# Sooo cute. :)



## myfainters (Oct 30, 2009)

So my itty bitty mini doe Mimzi is prego and has suddenly started following me around everywhere. She used to be super friendly but my other bratty lap goats used to push her away from me all of the time so she stopped coming up for petting about a year ago. Well, she's finally back to wanting love and attention again!!! Call it her prego hormones but hey I'll take it! LOL  I love my goaties!!!!!!!!!!!!!!! I know, I know I'm so lame. :laugh:


----------



## toth boer goats (Jul 20, 2008)

Very pretty Doe....she is looking great..... :thumb: :greengrin: :thumbup:


----------



## myfainters (Oct 30, 2009)

Yeah she's doing much better... this is the doe who was soooooooo down on her pasterns last year. I separated her for awhile and just had her in a pen with the all the babies since she is so myotonic and she's small so she gets bullied a LOT by the other goats. She's definitely doing much better now and has decided she wants all the goodies and love now. LOL


----------



## alyssa_romine (Oct 5, 2007)

she is gorgeous!!!!


----------



## toth boer goats (Jul 20, 2008)

> Yeah she's doing much better...


 :thumbup: :greengrin:


----------



## StaceyRosado (Oct 5, 2007)

awe I hope to turn around my new purchase its such a wonderful feeling to see them doing well and wanting your attention (hormones or not  )


----------



## silvergramma (Nov 9, 2009)

I'm a black and white fan.. she's awesome


----------



## myfainters (Oct 30, 2009)

StaceyRoop said:


> awe I hope to turn around my new purchase its such a wonderful feeling to see them doing well and wanting your attention (hormones or not  )
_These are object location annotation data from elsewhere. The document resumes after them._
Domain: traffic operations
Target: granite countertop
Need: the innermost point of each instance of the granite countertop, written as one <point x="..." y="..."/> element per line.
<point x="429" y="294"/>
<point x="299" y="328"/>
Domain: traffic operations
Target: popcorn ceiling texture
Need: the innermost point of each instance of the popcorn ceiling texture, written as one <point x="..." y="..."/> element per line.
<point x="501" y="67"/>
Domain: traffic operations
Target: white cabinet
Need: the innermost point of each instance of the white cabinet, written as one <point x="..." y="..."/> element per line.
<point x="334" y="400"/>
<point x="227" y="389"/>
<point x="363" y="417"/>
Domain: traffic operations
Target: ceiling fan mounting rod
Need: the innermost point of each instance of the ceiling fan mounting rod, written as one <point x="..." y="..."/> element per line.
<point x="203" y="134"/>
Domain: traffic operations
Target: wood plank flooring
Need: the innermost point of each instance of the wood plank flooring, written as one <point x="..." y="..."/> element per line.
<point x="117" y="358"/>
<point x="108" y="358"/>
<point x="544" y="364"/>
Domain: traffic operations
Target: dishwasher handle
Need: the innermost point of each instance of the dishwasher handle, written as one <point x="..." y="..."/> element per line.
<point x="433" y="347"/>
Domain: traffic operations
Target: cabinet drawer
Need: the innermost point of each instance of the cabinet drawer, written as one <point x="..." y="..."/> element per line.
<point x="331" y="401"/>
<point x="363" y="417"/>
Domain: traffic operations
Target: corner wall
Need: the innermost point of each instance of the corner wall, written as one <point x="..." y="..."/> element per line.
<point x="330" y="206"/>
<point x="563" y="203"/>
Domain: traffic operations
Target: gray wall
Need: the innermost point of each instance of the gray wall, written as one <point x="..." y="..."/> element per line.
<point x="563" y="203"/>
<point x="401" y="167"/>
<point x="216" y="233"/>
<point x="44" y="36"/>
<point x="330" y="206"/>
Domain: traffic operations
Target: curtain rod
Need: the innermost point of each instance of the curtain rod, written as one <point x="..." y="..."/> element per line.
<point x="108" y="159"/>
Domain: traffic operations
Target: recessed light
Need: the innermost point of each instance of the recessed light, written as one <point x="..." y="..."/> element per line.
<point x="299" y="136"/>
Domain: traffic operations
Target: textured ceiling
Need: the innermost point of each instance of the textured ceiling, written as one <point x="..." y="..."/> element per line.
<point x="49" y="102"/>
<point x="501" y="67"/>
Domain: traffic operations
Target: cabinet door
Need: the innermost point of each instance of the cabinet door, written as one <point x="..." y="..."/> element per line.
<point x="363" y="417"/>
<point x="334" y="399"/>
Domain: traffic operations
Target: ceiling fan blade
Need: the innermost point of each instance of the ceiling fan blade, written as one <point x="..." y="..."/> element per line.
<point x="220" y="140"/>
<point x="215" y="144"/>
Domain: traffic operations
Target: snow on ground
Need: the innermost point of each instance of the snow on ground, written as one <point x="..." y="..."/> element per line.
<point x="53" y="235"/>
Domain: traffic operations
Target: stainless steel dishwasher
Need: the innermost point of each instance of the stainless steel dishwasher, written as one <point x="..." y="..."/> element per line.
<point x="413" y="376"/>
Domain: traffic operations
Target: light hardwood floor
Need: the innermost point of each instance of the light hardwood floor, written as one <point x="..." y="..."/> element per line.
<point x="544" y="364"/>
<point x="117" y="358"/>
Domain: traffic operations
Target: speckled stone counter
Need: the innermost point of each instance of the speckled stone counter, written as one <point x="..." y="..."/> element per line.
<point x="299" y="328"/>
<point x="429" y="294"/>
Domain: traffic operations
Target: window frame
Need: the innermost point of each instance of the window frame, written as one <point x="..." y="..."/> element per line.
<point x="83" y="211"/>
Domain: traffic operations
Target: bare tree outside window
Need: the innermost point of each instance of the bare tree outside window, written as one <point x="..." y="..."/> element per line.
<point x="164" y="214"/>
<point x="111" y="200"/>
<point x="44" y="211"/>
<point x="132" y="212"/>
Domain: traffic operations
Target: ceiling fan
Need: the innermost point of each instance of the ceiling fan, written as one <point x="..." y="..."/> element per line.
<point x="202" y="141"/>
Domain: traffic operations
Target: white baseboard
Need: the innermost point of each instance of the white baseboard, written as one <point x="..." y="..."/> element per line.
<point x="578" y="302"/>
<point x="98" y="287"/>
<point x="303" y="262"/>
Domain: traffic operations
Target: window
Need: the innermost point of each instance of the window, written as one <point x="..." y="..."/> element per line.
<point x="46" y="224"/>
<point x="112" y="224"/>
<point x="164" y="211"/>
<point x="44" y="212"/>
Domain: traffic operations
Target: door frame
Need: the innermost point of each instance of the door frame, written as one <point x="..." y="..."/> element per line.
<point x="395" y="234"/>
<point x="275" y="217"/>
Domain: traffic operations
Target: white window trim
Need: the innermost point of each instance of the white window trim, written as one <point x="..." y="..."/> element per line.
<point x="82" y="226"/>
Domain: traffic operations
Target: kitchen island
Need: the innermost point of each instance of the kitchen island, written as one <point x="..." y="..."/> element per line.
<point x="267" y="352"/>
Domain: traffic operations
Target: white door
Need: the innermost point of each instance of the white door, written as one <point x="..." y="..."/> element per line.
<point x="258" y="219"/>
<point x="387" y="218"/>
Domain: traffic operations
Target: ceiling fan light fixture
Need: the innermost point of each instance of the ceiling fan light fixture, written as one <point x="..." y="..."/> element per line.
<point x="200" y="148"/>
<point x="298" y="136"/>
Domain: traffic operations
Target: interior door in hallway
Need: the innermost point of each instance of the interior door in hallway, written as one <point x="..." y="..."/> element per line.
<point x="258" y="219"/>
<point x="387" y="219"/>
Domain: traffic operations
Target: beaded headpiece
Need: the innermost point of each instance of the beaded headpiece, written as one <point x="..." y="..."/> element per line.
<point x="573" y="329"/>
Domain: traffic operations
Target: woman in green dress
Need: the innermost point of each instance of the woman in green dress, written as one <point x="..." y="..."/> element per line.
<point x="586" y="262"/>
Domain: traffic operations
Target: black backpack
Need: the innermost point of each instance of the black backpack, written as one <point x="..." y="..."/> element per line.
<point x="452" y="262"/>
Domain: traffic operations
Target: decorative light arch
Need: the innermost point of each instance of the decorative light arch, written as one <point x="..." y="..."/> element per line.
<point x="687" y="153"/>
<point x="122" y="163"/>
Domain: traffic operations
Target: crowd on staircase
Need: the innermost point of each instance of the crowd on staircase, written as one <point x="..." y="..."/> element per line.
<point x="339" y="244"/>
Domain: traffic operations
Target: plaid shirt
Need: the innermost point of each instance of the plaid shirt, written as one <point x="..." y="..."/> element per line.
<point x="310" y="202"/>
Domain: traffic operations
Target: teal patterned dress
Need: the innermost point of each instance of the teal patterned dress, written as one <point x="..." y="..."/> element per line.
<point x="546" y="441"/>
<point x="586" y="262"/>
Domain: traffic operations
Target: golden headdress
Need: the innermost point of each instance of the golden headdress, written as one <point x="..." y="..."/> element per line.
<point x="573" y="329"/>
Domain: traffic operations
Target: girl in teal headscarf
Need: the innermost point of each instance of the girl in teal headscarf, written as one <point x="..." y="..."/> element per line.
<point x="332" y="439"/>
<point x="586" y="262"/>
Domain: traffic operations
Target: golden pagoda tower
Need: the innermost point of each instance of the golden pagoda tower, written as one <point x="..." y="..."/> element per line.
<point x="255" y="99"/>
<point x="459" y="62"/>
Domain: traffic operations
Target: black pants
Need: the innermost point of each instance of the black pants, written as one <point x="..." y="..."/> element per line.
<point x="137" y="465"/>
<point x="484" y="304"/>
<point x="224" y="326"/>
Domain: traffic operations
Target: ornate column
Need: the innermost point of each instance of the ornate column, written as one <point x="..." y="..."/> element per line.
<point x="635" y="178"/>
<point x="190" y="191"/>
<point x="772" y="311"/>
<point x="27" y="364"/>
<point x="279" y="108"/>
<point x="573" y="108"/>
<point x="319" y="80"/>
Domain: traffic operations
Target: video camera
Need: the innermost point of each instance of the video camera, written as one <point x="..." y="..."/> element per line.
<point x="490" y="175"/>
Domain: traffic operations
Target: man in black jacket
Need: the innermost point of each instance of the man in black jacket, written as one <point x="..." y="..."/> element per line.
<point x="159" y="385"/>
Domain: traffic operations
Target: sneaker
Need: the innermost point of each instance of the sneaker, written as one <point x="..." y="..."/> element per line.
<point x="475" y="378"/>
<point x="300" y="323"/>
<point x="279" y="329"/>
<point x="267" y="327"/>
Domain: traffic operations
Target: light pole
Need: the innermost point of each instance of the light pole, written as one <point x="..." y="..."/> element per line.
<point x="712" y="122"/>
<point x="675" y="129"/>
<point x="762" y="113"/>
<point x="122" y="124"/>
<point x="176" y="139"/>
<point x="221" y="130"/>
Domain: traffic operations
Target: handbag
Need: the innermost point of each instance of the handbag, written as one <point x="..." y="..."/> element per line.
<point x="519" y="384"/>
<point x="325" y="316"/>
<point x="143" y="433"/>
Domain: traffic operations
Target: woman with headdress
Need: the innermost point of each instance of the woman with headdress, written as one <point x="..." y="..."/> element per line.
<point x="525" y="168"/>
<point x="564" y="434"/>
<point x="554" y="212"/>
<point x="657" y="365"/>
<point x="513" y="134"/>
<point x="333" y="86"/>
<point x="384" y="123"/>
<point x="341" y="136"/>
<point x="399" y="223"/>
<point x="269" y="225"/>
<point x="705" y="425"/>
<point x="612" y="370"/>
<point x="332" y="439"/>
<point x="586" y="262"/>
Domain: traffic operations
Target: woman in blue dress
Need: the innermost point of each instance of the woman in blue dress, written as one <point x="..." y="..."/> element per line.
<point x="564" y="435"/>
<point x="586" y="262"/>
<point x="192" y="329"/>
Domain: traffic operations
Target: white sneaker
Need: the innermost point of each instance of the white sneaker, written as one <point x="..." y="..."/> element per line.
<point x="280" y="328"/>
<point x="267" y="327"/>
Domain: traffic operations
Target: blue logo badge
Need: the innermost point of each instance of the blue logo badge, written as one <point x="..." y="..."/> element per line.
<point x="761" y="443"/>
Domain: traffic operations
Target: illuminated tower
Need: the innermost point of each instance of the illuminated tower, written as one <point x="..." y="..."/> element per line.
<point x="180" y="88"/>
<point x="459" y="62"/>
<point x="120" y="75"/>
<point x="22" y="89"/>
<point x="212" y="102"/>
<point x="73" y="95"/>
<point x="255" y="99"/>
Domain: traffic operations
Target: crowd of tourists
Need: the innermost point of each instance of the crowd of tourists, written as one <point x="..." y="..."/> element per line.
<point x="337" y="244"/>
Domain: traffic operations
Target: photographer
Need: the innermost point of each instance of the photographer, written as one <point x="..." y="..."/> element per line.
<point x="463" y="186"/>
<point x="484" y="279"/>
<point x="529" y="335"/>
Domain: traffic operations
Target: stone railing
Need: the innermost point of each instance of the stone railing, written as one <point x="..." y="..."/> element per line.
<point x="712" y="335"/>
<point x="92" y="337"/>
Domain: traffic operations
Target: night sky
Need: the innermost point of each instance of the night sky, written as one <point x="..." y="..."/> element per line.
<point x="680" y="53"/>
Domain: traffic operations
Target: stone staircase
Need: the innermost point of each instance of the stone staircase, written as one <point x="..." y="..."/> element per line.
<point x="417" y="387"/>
Thanks everyone... I think she's a purdy little thing too! 

Stacey, i'm sure you'll get your new girls super friendly in no time! I spent an hour outside today just enjoying the warm weather and my new cuddle bug.... although she did trip me and make me almost fall on my face once. :help:  LOL Now I'm justhoping she stays this way after she kids!!!!!!!!! :shrug:


----------



## liz (Oct 5, 2007)

She's such a pretty girl, and she looks great! She's so THICK! I hope she gives you babies as pretty as she is.


----------